Jakarta (ANTARA) - Dosen Fakultas Psikologi Universitas Tarumanagara Fransisca Iriani R Dewi mengatakan ketangguhan atau resiliensi merupakan modal untuk menghadapi berbagai perilaku negatif.
“Ketangguhan remaja, merupakan modal dalam menghadapi kesulitan, mengelola stres, terhindar dari kondisi depresi, dan perilaku negatif,” ujar Fransisca dalam keterangan tertulisnya di Jakarta, Senin.
Berbagai trauma dapat terbentuk pada masa remaja seperti perceraian kedua orang tua, kemiskinan, perundungan, narkoba hanyalah sebagian kecil tantangan remaja. Tidak sedikit remaja mampu melewati masa itu dengan baik.
“Jika gagal menghadapi tantangan maka kualitas kehidupan mereka menjadi taruhannya yaitu ketidaknyamanan yang terus dirasa hingga usia dewasa. Jadi, remaja harus tangguh untuk menghadapi tantangan,” terang dia.

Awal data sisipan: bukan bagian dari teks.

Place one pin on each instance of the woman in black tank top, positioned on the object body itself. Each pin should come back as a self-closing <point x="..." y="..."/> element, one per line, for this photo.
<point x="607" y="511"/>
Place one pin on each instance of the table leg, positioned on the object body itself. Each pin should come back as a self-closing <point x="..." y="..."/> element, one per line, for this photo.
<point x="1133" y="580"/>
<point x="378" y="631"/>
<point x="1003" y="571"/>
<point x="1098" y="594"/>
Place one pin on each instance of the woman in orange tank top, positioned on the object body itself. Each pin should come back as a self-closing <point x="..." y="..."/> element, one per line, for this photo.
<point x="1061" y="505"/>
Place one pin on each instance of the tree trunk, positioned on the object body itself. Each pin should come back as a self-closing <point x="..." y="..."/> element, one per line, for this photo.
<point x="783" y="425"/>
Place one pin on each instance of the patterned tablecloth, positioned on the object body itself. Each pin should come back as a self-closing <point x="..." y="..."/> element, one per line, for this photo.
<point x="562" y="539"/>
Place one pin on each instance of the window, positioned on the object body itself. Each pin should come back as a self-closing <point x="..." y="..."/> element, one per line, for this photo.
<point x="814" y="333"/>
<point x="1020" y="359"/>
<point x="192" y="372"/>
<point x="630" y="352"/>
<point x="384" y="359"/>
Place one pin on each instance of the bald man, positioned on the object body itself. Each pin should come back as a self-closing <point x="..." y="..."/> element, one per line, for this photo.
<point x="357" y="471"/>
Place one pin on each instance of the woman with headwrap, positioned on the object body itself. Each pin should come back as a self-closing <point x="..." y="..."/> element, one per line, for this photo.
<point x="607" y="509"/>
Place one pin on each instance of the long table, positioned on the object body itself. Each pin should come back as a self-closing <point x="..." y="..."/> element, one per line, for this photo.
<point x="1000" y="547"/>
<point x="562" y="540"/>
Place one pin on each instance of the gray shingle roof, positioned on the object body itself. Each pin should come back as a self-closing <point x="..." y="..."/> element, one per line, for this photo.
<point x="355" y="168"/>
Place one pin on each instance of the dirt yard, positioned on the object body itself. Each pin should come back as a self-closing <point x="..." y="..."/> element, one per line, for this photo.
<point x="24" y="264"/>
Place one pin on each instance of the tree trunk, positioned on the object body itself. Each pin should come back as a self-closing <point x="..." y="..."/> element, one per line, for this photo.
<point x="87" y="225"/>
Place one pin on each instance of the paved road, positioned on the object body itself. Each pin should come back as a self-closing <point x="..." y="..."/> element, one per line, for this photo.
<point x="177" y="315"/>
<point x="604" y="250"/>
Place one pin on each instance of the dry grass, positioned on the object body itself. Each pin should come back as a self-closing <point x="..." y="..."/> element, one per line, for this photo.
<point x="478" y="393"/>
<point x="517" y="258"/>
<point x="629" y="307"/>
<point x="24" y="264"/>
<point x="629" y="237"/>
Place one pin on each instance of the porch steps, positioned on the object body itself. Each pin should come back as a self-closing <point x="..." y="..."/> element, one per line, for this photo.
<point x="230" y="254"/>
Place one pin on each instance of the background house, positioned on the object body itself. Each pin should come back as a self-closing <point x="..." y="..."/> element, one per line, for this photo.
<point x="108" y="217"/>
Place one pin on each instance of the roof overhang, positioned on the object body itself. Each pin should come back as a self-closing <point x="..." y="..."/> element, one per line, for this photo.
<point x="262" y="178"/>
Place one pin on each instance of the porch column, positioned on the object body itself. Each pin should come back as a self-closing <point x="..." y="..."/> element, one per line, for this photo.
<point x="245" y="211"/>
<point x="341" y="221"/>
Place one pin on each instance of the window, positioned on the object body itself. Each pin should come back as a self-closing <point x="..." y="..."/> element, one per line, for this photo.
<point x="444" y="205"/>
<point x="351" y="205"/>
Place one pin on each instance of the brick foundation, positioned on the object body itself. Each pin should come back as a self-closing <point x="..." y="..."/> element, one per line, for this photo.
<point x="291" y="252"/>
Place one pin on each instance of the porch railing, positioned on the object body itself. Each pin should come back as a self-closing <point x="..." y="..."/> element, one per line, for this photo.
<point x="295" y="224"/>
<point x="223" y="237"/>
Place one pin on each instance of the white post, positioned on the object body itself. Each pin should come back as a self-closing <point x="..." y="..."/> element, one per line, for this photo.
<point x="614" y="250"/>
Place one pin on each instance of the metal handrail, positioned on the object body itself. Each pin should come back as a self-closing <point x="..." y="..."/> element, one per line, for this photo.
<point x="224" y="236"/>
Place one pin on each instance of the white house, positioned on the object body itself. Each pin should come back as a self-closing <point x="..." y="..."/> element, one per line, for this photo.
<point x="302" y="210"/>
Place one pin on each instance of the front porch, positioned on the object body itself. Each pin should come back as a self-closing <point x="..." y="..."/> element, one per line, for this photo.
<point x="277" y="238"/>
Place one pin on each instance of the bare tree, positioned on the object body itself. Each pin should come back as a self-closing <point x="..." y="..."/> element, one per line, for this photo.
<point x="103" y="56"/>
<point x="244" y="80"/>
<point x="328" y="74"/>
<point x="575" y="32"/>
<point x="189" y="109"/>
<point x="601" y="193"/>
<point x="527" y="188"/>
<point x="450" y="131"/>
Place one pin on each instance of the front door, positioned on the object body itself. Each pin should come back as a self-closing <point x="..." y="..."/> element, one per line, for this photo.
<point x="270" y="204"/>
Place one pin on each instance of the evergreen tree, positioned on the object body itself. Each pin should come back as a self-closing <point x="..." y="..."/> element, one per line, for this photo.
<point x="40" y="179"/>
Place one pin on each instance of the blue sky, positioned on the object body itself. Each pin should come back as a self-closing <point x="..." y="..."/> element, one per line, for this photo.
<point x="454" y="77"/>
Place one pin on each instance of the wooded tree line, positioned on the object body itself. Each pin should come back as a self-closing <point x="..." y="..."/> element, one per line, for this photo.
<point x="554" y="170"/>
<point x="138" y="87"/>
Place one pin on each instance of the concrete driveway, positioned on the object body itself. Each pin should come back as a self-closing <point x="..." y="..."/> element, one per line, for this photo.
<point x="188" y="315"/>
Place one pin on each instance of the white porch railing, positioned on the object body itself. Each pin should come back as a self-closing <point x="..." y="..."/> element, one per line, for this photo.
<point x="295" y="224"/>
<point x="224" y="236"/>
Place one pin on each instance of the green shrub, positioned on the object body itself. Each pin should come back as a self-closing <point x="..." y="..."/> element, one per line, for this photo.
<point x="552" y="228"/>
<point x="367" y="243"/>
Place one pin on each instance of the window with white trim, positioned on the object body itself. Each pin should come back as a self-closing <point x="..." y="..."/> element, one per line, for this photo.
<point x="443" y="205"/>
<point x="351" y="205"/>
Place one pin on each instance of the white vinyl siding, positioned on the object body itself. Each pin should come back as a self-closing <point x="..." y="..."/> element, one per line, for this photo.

Baca juga: Instagram luncurkan fitur-fitur keamanan untuk remaja
Universitas Tarumanagara melakukan Program Pengabdian kepada Masyarakat (PKM) terkait Pengembangan Resiliensi Remaja di Sekolah Menengah Atas di Era Industri 4.0. Program PKM itu merupakan implementasi atas hasil penelitian tim yang telah dilakukan selama 2 tahun pada 27 sekolah menengah pertama dan sekolah menengah atas di 17 kota di Indonesia.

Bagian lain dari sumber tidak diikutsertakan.